= Betterton–Kroll process =

Industrial process for removing bismuth from lead

The Betterton–Kroll Process is a pyrometallurgical process for refining lead from lead bullion (lead that still contains significant amounts of impurities). Developed by William Justin Kroll in 1922, the Betterton–Kroll process is one of the final steps in conventional lead smelting. After gold, copper, and silver are removed from the lead, significant amounts of bismuth and antimony remain. The Betterton–Kroll process is used to remove these impurities. In the process, calcium and magnesium are added to the molten lead at temperatures around 380 °C. The calcium and magnesium react with the bismuth and antimony in the bullion to form alloys with a higher melting point, which then can be skimmed off of the surface. This process leaves behind lead with less than 0.01 percent bismuth by weight. The process is crucial to cheap industrial lead smelting and offers significant advantages over more expensive processes like the Betts Electrolytic process and fractional crystallization.

== Development ==
In the early 1920s, William Justin Kroll developed a process for removing bismuth from lead by the addition of calcium. However, it was not commercially viable until Jesse Oatman Betterton improved the process by adding magnesium to it, which decreased the total amount of metal required in order to refine the lead.

== Chemical process ==
The key to the Betterton–Kroll process is adding calcium and magnesium metal to molten lead bullion. The metals react with impurities in the lead and form a solid film on the surface, which can be easily removed, leaving behind much purer lead.

=== Metal addition ===
The Betterton–Kroll process begins by heating lead bullion to around 500 °C. A calcium-magnesium alloy is added to the solution, which melts into the bullion in 15–20 minutes. The lead mixture is then cooled to the liquidus point (the lowest temperature that the alloy is completely liquid), which around 320-380 °C. At the lower temperature, the calcium and magnesium react with bismuth and antimony in the lead bullion in the following way:

Ca + 2Mg + 2Bi -> CaMg2Bi2(s)

Ca + 2Mg + 2Sb -> CaMg2Sb2(s)

=== Removal of dross ===
The alloys produced have a melting point greater than the rest of the metal, so they form a solid film, or dross, on the surface that can be skimmed off. Molten lead can remain trapped in the dross, so the dross is often hydraulically pressed in order to squeeze out any remaining lead. Through this process, the bismuth in solution can be reduced to under 0.01 wt. %(percent by weight).

=== Bismuth recovery ===
After the dross is skimmed off, it can be treated to recover the bismuth. The most common process for this is chlorination of the calcium-magnesium-bismuth alloy. In the chlorination process, chlorine reacts with other metals in the dross and leaves behind high-purity bismuth.

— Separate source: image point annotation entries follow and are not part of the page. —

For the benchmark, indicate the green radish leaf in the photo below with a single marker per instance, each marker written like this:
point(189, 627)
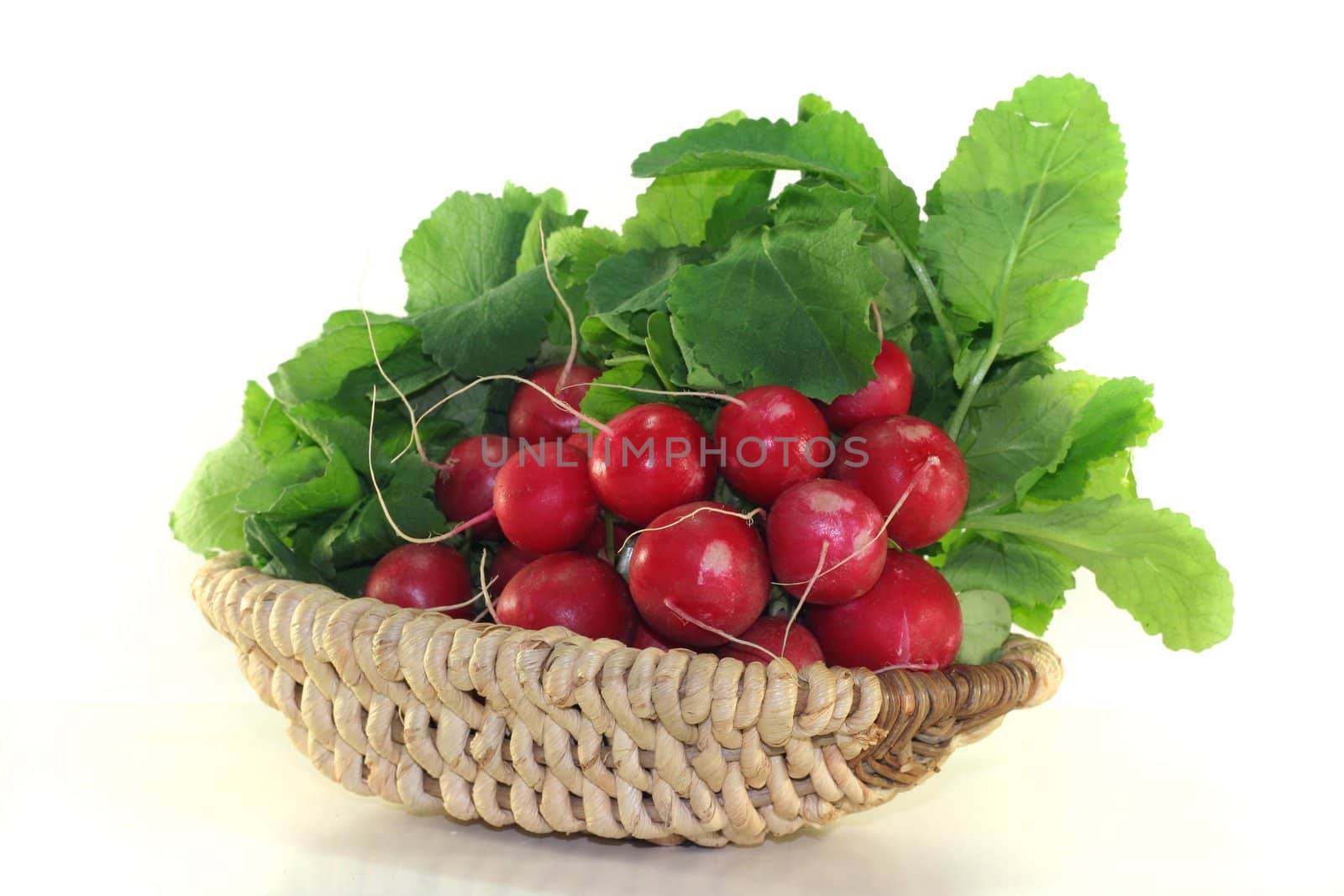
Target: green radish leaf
point(832, 144)
point(495, 332)
point(786, 305)
point(551, 217)
point(1038, 618)
point(268, 426)
point(1021, 437)
point(1032, 196)
point(1026, 573)
point(302, 484)
point(604, 403)
point(470, 244)
point(664, 352)
point(320, 369)
point(275, 555)
point(985, 621)
point(1120, 416)
point(1045, 312)
point(1149, 562)
point(575, 251)
point(205, 517)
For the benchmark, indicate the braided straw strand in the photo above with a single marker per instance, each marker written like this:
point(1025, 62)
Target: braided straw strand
point(555, 732)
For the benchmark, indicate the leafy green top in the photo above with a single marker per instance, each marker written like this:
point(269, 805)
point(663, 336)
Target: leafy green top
point(718, 284)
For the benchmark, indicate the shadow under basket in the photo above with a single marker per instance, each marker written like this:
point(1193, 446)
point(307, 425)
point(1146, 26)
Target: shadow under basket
point(555, 732)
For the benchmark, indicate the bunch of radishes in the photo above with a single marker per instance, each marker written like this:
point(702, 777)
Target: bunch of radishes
point(837, 483)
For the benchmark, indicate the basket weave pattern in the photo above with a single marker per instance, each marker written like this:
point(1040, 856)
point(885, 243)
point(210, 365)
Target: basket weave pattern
point(555, 732)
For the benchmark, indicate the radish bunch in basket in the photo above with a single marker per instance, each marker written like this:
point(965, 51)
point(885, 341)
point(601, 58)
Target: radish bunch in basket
point(611, 530)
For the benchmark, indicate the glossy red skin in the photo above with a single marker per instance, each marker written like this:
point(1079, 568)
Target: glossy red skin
point(768, 631)
point(773, 412)
point(911, 620)
point(423, 577)
point(887, 396)
point(506, 564)
point(573, 590)
point(826, 512)
point(644, 637)
point(467, 486)
point(640, 488)
point(710, 566)
point(534, 418)
point(897, 446)
point(543, 499)
point(596, 540)
point(582, 441)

== Variations and alternatives ==
Although the Betterton–Kroll process is the most widely used method, it has variations and alternatives that can provide advantages for specific use cases.

=== Molten salt reactions ===
Instead of calcium and magnesium metal being added directly to the mixture, oxides of the metals mixed with other molten salts can be added to the solution. Once in the mixture at high temperature, electrodes can be used to decompose the salts into the metal and oxygen gas, so the calcium and magnesium are free to form alloys in the solution. For calcium oxide, the reaction that occurs is:

CaO -> Ca + 1/2O2

Because the calcium is produced by a reaction and doesn't spend time exposed to air, method prevents loss from oxidation. Another advantage of this method is that salts of calcium are often cheaper than calcium metal.

=== Use of centrifuge ===
Instead of skimming the dross off the top of the molten bullion, the calcium and magnesium can be combined with the lead bullion in a centrifuge. When the centrifuge is spun, the molten lead separates out of the dross more completely than just waiting for the dross to float to the top. This process also removes the need to hydraulically press the dross after extraction because very little lead ends up trapped in the dross.

=== Betts electrolytic process ===
The Betterton–Kroll process can only reduce the bismuth concertation to about 0.01% by mass. If higher purity is required, the Betts Electrolytic process is used. However, due to the significant energy and equipment requirements of the Betts process, the Betterton–Kroll process is preferable if that high level of purity is not needed.

=== Fractional crystallization ===
Another way to separate the bullion is through fractional crystallization and the pattinson process. This process used the different melting points of the metals in the solution in order to separate them out. Through fractional crystallization, the metals silver, copper and bismuth can be separated out of the lead in one step. However, this process is not very effective at removing bismuth because of how close the melting points of lead and bismuth are to each other.